Форд и шестёрка | страница 13



Лиза остановилась на крыльце школы.

Когда-то на этих ступеньках они фотографировались для выпускного альбома. Был март, на клумбах лежал белый пушистый снег, ступеньки были скользкими, и они всем классом выбежали на холод в сменной обуви, чтобы сделать фотографии на память. Только на память о ком: друг о друге или о самих себе?

Лиза посмотрела на отцовский форд, припаркованный неподалёку, посмотрела на старую шестёрку Макса, перевела взгляд на свои ноги в чёрных высоких ботинках, на пожелтевшую плитку школьного крыльца. Подняла голову и взглянула в окна, в которых отражалось пасмурное мартовское небо. Время шло, и она продолжала стоять на месте, чувствуя только как холодный ветер пробирается под пальто, как холодеют кончики пальцев.

Больше всего она боялась, что не оправдала чьих-то ожиданий. Ведь на каждого из нас кто-то однажды накладывает груз собственных надежд, страхов и ярлыков. Кто-то уж точно во всех красках представил, как должна сложиться наша жизнь, кем мы станем, какими будем. Поэтому так страшно заходить в школу спустя 15 лет, ведь чаще всего мы приходим сюда не такими, какими нас хотели бы видеть. Мы возвращаемся сюда уже не детьми, а люди встречают нас с азартным интересом, как беговую лошадку, на которую поставили немалую сумму.

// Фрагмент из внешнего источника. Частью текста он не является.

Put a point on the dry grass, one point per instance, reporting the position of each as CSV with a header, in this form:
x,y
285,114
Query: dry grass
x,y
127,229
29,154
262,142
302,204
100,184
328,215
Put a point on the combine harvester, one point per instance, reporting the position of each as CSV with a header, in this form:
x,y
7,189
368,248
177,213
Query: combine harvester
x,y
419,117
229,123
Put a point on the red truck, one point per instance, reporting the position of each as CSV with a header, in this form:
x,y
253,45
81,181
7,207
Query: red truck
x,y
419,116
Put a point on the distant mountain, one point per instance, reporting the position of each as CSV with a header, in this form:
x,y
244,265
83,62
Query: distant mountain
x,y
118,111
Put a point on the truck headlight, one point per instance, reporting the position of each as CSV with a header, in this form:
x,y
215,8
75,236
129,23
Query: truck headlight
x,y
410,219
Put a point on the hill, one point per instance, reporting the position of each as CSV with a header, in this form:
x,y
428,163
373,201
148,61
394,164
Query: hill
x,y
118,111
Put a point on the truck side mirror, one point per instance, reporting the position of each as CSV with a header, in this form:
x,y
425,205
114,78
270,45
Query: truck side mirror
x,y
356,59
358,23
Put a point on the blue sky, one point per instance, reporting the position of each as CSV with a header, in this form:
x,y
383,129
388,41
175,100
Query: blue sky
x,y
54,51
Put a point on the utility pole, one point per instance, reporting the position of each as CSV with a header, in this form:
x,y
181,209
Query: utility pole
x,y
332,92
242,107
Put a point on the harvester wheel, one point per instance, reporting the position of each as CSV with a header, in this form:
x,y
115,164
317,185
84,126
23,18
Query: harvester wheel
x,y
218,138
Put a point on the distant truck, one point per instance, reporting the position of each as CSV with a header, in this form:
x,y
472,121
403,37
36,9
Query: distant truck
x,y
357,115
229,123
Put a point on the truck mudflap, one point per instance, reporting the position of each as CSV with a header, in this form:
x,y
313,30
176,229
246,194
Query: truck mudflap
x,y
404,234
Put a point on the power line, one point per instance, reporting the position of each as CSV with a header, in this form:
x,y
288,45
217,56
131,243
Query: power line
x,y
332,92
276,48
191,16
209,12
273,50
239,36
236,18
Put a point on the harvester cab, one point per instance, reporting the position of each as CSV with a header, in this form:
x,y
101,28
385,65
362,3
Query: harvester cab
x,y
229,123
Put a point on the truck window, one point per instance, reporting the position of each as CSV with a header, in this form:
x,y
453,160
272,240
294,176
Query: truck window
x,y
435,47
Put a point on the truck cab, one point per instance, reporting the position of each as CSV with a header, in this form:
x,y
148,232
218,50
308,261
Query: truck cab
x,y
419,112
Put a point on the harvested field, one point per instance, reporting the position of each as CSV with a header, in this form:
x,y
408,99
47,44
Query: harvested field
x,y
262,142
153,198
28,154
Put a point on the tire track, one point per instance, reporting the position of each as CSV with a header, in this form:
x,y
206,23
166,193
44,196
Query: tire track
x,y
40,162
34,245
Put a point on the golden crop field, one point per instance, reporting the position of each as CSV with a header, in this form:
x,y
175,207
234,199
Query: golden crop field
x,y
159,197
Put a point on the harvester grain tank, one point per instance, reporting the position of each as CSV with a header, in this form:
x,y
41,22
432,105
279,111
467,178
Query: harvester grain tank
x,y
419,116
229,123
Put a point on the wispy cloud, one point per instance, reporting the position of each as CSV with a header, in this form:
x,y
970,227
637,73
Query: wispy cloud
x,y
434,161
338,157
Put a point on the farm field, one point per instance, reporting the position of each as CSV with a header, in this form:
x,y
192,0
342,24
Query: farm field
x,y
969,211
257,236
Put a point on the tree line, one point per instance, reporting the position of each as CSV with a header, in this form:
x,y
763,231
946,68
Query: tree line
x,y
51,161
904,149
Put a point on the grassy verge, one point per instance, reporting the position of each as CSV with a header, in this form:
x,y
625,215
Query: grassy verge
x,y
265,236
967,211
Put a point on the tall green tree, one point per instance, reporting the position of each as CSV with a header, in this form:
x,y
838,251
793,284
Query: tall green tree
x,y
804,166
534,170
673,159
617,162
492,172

Лиза открыла дверь, потом вторую и оказались внутри. Тумба вахтёра пустовала. В холле появилась раздевалка, жёлтые кресла и портрет нового губернатора в тёмно-синем костюме, но пахло всё так же.

Мы возвращаемся сюда людьми, которыми стали, когда перестали получать готовые ответы. Мы не оправдываем ожидания, потому что спустя 15 лет замираем в школьном холле детьми, которым просто, наконец, разрешили быть собой. Вопрос в том, кому это будет интересно.


– О-Боже-мой! – раздался звонкий голос над самым лизиным ухом. – Лизунь!

Кира резко развернула Лизу к себе и окинула оценивающим взглядом.

– Это правда ты! – чересчур удивлённо завизжала девушка, и Лиза улыбнулась. Правда больше это было похоже на реакцию человека, в чью ностальгию слишком неожиданно ворвались сотни децибел.

– Ага.

И это было первое, что она сказала в школе спустя 15 лет.

Кира опрокинула Лизу в свои объятия, прижала к себе, и приятный ванильный аромат, исходящий от её алого платья, на несколько секунд стал единственным, что чувствовала Лиза. Потом появилось стеснение, потом радость, а потом принятие, и, наконец, она достала свою руку из крепких кириных объятий.

– Привет, Кир, – промычала она куда-то в её шею.